Eva drew back her fist and brought it down, bashing out a few of the hunter’s teeth. She had to keep the hunter as disoriented as possible to avoid becoming an icicle pincushion.
For just a moment, she paused. Eva almost said something incredibly silly. ‘
As she drew her hand back again, Eva opened her fist. She clawed her hand, preparing to tear the hunter’s throat out.
But paused again.
Though a few of her teeth were missing, the hunter was smiling.
Eva felt a chill run down her spine. She had missed something. Some trap. Some weapon.
Had she still had hairs on her neck, they would be standing on end. Eva blinked away from the hunter. The ice wall was still just behind her. It had grown for a few moments more after Eva had vaulted it, but it wasn’t much of an obstacle when she could blink straight up.
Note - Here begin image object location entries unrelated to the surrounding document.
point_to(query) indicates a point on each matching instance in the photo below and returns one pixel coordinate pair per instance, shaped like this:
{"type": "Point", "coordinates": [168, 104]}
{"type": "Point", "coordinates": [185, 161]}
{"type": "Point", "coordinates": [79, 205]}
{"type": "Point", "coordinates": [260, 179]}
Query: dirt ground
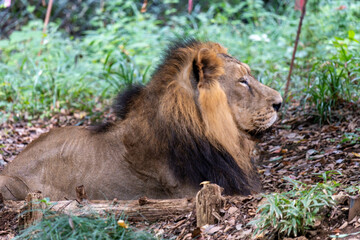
{"type": "Point", "coordinates": [296, 147]}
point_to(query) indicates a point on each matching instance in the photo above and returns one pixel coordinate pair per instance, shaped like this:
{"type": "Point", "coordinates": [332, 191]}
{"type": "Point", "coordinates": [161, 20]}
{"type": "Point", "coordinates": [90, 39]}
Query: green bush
{"type": "Point", "coordinates": [291, 213]}
{"type": "Point", "coordinates": [63, 226]}
{"type": "Point", "coordinates": [334, 81]}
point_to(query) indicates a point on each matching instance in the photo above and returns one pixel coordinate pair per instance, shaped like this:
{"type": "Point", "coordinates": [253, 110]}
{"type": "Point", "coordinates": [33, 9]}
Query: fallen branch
{"type": "Point", "coordinates": [209, 200]}
{"type": "Point", "coordinates": [303, 10]}
{"type": "Point", "coordinates": [46, 22]}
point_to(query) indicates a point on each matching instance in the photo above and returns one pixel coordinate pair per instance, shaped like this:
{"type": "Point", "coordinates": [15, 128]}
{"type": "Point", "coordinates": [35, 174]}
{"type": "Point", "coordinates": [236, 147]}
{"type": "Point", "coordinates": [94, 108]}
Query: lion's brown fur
{"type": "Point", "coordinates": [187, 125]}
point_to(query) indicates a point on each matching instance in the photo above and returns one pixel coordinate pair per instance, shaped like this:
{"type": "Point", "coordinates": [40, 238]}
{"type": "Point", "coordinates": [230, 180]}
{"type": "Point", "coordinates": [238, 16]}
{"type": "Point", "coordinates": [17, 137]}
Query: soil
{"type": "Point", "coordinates": [296, 147]}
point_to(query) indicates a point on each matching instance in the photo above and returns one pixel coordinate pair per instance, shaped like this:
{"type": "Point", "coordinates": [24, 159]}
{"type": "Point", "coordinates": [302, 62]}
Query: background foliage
{"type": "Point", "coordinates": [93, 48]}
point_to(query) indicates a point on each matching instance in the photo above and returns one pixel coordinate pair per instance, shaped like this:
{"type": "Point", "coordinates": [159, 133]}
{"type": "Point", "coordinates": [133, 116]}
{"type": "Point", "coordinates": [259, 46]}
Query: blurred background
{"type": "Point", "coordinates": [94, 48]}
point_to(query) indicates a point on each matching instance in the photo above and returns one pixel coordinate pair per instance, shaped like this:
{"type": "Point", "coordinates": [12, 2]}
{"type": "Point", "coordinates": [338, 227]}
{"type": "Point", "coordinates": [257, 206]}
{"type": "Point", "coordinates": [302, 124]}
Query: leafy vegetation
{"type": "Point", "coordinates": [291, 213]}
{"type": "Point", "coordinates": [73, 227]}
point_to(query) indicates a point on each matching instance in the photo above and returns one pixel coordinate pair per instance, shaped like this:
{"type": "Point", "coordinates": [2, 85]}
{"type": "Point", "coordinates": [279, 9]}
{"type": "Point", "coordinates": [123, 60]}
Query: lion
{"type": "Point", "coordinates": [192, 122]}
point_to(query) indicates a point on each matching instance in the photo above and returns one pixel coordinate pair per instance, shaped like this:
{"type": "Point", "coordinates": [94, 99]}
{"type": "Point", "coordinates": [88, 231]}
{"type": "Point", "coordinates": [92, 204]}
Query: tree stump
{"type": "Point", "coordinates": [208, 204]}
{"type": "Point", "coordinates": [32, 212]}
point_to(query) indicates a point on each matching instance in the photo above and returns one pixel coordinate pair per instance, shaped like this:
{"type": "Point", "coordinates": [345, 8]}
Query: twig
{"type": "Point", "coordinates": [47, 17]}
{"type": "Point", "coordinates": [303, 10]}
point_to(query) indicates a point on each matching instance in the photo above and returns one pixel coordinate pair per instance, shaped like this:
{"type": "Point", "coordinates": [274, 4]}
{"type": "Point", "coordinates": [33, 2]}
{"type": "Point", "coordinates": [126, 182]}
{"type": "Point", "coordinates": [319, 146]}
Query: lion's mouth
{"type": "Point", "coordinates": [262, 129]}
{"type": "Point", "coordinates": [257, 135]}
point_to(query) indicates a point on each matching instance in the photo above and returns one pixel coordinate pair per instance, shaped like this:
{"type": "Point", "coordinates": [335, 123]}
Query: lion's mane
{"type": "Point", "coordinates": [192, 123]}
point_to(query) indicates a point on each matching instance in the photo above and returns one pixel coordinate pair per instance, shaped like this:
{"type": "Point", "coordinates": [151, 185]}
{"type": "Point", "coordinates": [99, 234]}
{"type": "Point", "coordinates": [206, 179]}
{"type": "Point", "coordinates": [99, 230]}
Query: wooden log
{"type": "Point", "coordinates": [208, 204]}
{"type": "Point", "coordinates": [134, 210]}
{"type": "Point", "coordinates": [32, 211]}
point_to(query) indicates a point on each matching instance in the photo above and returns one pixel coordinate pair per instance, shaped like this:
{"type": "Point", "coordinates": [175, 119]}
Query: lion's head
{"type": "Point", "coordinates": [204, 105]}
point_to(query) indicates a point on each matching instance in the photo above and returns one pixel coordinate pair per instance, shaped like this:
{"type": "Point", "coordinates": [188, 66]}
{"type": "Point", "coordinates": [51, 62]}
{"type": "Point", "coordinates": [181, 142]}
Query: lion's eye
{"type": "Point", "coordinates": [243, 81]}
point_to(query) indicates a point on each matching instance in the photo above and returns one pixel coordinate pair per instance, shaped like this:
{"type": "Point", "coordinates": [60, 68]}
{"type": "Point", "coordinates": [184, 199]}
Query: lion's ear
{"type": "Point", "coordinates": [208, 66]}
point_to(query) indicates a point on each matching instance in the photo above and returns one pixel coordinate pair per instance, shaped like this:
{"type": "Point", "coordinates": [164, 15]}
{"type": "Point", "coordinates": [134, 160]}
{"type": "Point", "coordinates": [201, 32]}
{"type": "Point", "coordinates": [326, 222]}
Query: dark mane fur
{"type": "Point", "coordinates": [123, 102]}
{"type": "Point", "coordinates": [194, 160]}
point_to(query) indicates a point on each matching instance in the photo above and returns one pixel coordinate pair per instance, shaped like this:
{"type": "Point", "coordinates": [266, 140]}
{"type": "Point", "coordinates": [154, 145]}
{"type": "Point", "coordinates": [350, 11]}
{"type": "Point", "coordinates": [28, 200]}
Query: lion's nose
{"type": "Point", "coordinates": [277, 106]}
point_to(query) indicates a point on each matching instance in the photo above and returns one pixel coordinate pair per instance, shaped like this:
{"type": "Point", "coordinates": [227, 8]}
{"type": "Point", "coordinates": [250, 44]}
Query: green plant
{"type": "Point", "coordinates": [351, 138]}
{"type": "Point", "coordinates": [292, 213]}
{"type": "Point", "coordinates": [63, 226]}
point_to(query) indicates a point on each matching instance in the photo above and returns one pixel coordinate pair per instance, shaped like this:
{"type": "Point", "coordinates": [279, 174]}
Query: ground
{"type": "Point", "coordinates": [296, 147]}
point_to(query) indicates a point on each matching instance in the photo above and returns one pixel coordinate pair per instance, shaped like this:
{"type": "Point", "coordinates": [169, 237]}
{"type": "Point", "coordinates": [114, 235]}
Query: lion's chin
{"type": "Point", "coordinates": [258, 135]}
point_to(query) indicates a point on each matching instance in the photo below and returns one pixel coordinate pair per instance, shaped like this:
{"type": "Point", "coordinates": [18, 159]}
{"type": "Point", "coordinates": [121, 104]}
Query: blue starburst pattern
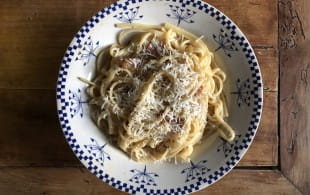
{"type": "Point", "coordinates": [181, 14]}
{"type": "Point", "coordinates": [129, 16]}
{"type": "Point", "coordinates": [76, 103]}
{"type": "Point", "coordinates": [87, 50]}
{"type": "Point", "coordinates": [97, 151]}
{"type": "Point", "coordinates": [243, 92]}
{"type": "Point", "coordinates": [227, 147]}
{"type": "Point", "coordinates": [195, 170]}
{"type": "Point", "coordinates": [225, 43]}
{"type": "Point", "coordinates": [143, 177]}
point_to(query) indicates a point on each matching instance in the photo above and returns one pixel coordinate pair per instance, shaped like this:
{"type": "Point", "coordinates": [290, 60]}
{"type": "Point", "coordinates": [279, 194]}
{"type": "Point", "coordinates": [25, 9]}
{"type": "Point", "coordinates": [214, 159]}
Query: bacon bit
{"type": "Point", "coordinates": [199, 91]}
{"type": "Point", "coordinates": [155, 49]}
{"type": "Point", "coordinates": [128, 63]}
{"type": "Point", "coordinates": [175, 121]}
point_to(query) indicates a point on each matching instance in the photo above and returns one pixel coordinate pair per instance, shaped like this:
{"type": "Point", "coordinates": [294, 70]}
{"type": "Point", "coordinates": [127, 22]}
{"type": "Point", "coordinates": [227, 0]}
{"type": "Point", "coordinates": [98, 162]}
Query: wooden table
{"type": "Point", "coordinates": [34, 157]}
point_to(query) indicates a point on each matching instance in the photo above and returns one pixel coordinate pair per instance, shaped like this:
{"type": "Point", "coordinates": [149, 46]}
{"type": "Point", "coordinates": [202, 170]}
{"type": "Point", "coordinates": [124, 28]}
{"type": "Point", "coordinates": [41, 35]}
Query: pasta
{"type": "Point", "coordinates": [159, 93]}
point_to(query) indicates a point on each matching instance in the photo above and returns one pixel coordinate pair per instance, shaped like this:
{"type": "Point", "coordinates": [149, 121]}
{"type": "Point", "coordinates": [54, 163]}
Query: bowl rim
{"type": "Point", "coordinates": [257, 82]}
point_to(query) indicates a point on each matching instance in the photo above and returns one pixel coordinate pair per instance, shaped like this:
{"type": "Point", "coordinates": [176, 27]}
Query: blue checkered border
{"type": "Point", "coordinates": [126, 187]}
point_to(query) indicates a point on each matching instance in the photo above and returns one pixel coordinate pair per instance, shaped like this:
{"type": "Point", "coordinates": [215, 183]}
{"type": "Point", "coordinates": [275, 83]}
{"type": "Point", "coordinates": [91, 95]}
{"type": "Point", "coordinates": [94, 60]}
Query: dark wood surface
{"type": "Point", "coordinates": [295, 92]}
{"type": "Point", "coordinates": [34, 156]}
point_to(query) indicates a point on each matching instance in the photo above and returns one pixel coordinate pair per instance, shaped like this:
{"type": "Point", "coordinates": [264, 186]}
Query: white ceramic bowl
{"type": "Point", "coordinates": [212, 159]}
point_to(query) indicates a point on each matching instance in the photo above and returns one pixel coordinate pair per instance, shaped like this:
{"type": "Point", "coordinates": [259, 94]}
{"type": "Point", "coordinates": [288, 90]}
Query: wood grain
{"type": "Point", "coordinates": [80, 181]}
{"type": "Point", "coordinates": [294, 23]}
{"type": "Point", "coordinates": [264, 149]}
{"type": "Point", "coordinates": [30, 132]}
{"type": "Point", "coordinates": [258, 19]}
{"type": "Point", "coordinates": [34, 34]}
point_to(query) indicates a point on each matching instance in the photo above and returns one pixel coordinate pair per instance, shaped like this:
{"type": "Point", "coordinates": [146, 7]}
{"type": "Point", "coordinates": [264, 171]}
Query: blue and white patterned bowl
{"type": "Point", "coordinates": [212, 159]}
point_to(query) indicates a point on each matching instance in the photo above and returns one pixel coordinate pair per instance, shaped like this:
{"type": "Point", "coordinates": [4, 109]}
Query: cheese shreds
{"type": "Point", "coordinates": [153, 93]}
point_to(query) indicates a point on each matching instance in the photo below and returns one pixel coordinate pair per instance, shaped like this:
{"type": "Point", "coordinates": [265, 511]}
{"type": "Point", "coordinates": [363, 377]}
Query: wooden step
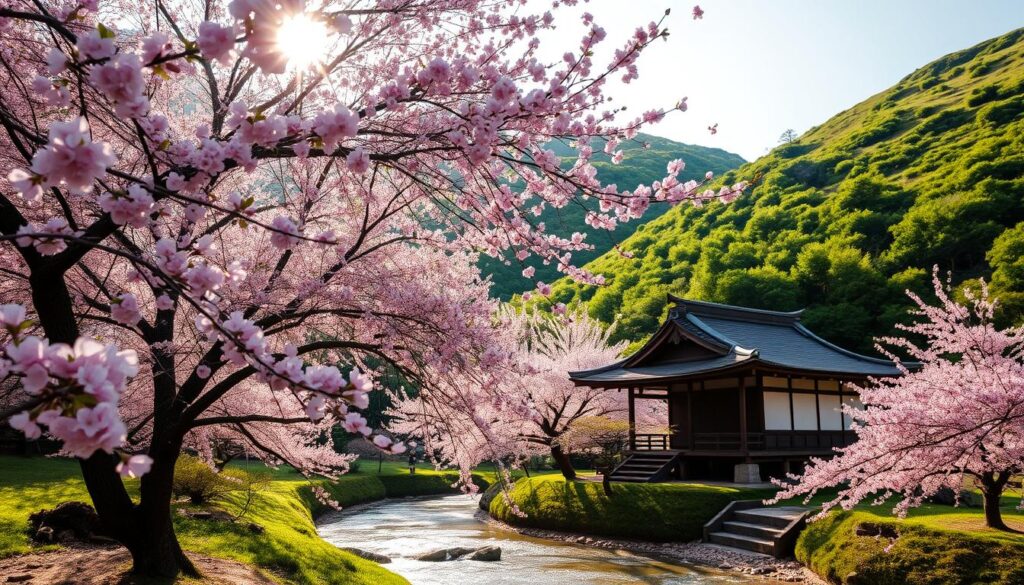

Landing on the top, Eva was overjoyed to see Juliana standing right where she had been. Her first thought had been that something had happened to Juliana. That not being the case did not mean that everything was fine. She could hear a light crackling somewhere in the air.
Eva jumped from the top of the ice wall. As she moved, her vials of Arachne’s blood exploded, releasing their contents. The blood swirled around behind her. She landed on Juliana, tackling her to the ground. The blood formed into three overlapping shields around the two of them.
The outermost shield collapsed almost instantly. The second followed, lasting a few seconds longer than the first before succumbing to the heat.
Eva never got to find out how the third shield would have fared. A lurch in her stomach and a lack of building beneath her had Eva falling straight downwards.
She lay still for a moment. Powdered brick and sawdust clouded the area, making breathing unpleasant.
On a brighter note, while the heat was still around, it wasn’t scorching her. In fact, it was at the point where it was almost a pleasant heat.
For her.
Juliana was… not screaming. However, she wasn’t sounding as if she were enjoying a nice vacation on the beach either. Muffled moans and groans escaped from the vents in her helmet.
“Are you alright?”
At her words, Juliana just gave a loud groan. A
“Right,” Eva said, taking her eyes off Juliana to look around. Just because she wasn’t dead now didn’t mean that the hunter had expended all of her traps.
While there was evidence of more shackles having been drawn on the walls and what was left of the ceiling of the building they had fallen into, it was all damaged beyond a working state. Probably meant to hinder or trap Eva if she chose to get to the roof from street level instead of hopping across the neighboring buildings. It certainly wasn’t meant to operate after destroying half the building.
It wasn’t hard to imagine what happened. The hunter had obviously been channeling magic into the false idol during their fight. She made another of those sky cracks.
And, unless she had been intending to commit suicide, she was likely still alive somewhere.
“Juliana, I’m leaving for just a moment,” Eva said, turning away.
She had to find out what happened to the hunter and whether or not they were still in immediate danger. Before moving, she did glance down at the obviously in-pain girl. Through her sense of blood, Eva could see no immediate problems. She wasn’t bleeding out or even hemorrhaging blood internally.
“Try not to die. Your mother would kill me.”
“Me too,” she said after drawing in a labored breath. “She threatened me with necromancy.”
Eva smiled for just a moment. It disappeared as she turned away again.
The building had survived the attack for the most part. Half of the roof had collapsed. A good portion of the debris was glassed over similar to the bricks in the Brakket dormitory plaza. The edge of the roof looked to be relatively stable. Mostly because of the brick wall beneath it. It hadn’t collapsed and it wasn’t swaying. Even if Eva’s weight disturbed it enough to cause the whole wall to come tumbling down, the building’s roof was only three stories high.
She would survive a fall.
Eva blinked up to the top and froze again.
She hadn’t been able to see the top of the intact portion of the roof from below. It was a solid sheet of glass. No evidence of the ice wall remained. No chair. Not even splinters of the table. Even the neighboring buildings had their roofs half glassed. A good portion of the wards on them had failed entirely. At least, Eva could detect nothing from them.
Because the roof was a smooth surface, it didn’t take long to find one thing that had survived the destruction.
A simple idol. A statue of a woman in tears, holding her hands up to her face. It was small enough for Eva to carry. About the size of an extra-large water bottle.
But there was no way she was going to touch it.